Measuring and Understanding the Impact of Evaluation Data Contamination in Large Language Models
Core Concepts
Evaluation data contamination, though difficult to precisely define and measure, can significantly inflate benchmark scores of large language models (LLMs), and the impact varies with model scale and benchmark type.
Abstract
- Bibliographic Information: Singh, A. K., Kocyigit, M. Y., Poulton, A., Esiobu, D., Lomeli, M., Szilvasy, G., & Hupkes, D. (2024). Evaluation data contamination in LLMs: how do we measure it and (when) does it matter? arXiv preprint arXiv:2411.03923v1.
- Research Objective: This paper investigates the impact of evaluation data contamination on large language model (LLM) benchmark scores and proposes a novel method, ConTAM, to assess contamination metrics based on their impact on model performance.
- Methodology: The authors analyze four n-gram based contamination metrics (NGRAM-MATCH, TOKEN-MATCH, TOKEN-EXTEND, and LONGEST-MATCH) across 13 benchmarks and 7 LLMs of varying sizes trained on two different pre-training corpora. They introduce the concept of Estimated Performance Gain (EPG) to quantify the impact of contamination on benchmark scores and use z-scores to select optimal contamination thresholds for each model-benchmark pair.
- Key Findings: The study reveals that evaluation data contamination is more prevalent and impactful than previously reported, especially for larger LLMs. The LONGEST-MATCH metric, which considers only the longest contaminated substring, proves to be more effective in detecting meaningful contamination across various benchmarks. The analysis also highlights the importance of model-specific threshold selection and the influence of hyperparameters like n-gram size (n) and minimum frequency (mincount) on contamination detection.
- Main Conclusions: The authors argue for a more nuanced understanding of evaluation data contamination and its impact on LLM evaluation. They emphasize the need for careful selection of contamination metrics and hyperparameters, advocating for empirical grounding of these choices in downstream performance effects.

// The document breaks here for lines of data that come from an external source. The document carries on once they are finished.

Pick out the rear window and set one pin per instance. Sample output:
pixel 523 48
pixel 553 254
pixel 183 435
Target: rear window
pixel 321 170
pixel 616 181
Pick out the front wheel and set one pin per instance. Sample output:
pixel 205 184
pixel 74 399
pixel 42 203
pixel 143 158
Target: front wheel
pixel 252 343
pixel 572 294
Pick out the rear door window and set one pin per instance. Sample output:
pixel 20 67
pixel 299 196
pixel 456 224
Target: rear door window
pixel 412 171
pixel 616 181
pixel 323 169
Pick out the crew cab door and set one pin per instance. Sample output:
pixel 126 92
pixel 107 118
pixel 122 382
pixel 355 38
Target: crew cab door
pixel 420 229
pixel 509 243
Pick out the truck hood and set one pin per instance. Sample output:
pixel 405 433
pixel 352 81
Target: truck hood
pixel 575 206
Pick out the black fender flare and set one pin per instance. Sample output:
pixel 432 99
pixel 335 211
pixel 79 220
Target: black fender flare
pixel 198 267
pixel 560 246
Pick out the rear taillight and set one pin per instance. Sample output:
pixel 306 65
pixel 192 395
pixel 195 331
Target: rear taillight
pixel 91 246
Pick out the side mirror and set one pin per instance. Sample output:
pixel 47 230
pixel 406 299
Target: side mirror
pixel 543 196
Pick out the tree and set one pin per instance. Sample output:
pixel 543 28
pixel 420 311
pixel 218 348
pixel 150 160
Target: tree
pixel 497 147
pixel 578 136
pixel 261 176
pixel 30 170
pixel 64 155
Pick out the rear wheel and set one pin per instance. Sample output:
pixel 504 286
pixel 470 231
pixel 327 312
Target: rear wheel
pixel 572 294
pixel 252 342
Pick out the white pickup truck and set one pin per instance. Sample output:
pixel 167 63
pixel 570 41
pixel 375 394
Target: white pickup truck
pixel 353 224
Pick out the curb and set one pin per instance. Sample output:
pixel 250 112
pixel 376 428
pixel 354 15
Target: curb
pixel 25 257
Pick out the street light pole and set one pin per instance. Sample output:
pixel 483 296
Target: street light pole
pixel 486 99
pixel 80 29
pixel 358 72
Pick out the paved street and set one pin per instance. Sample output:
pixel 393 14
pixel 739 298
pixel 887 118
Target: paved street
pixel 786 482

- Significance: This research provides valuable insights into the challenges of evaluating LLMs in the presence of data contamination and offers practical recommendations for researchers and practitioners to mitigate its impact.
- Limitations and Future Research: The study primarily focuses on n-gram based contamination metrics and two specific pre-training corpora. Future research could explore alternative contamination detection methods and analyze a wider range of pre-training datasets and LLM architectures.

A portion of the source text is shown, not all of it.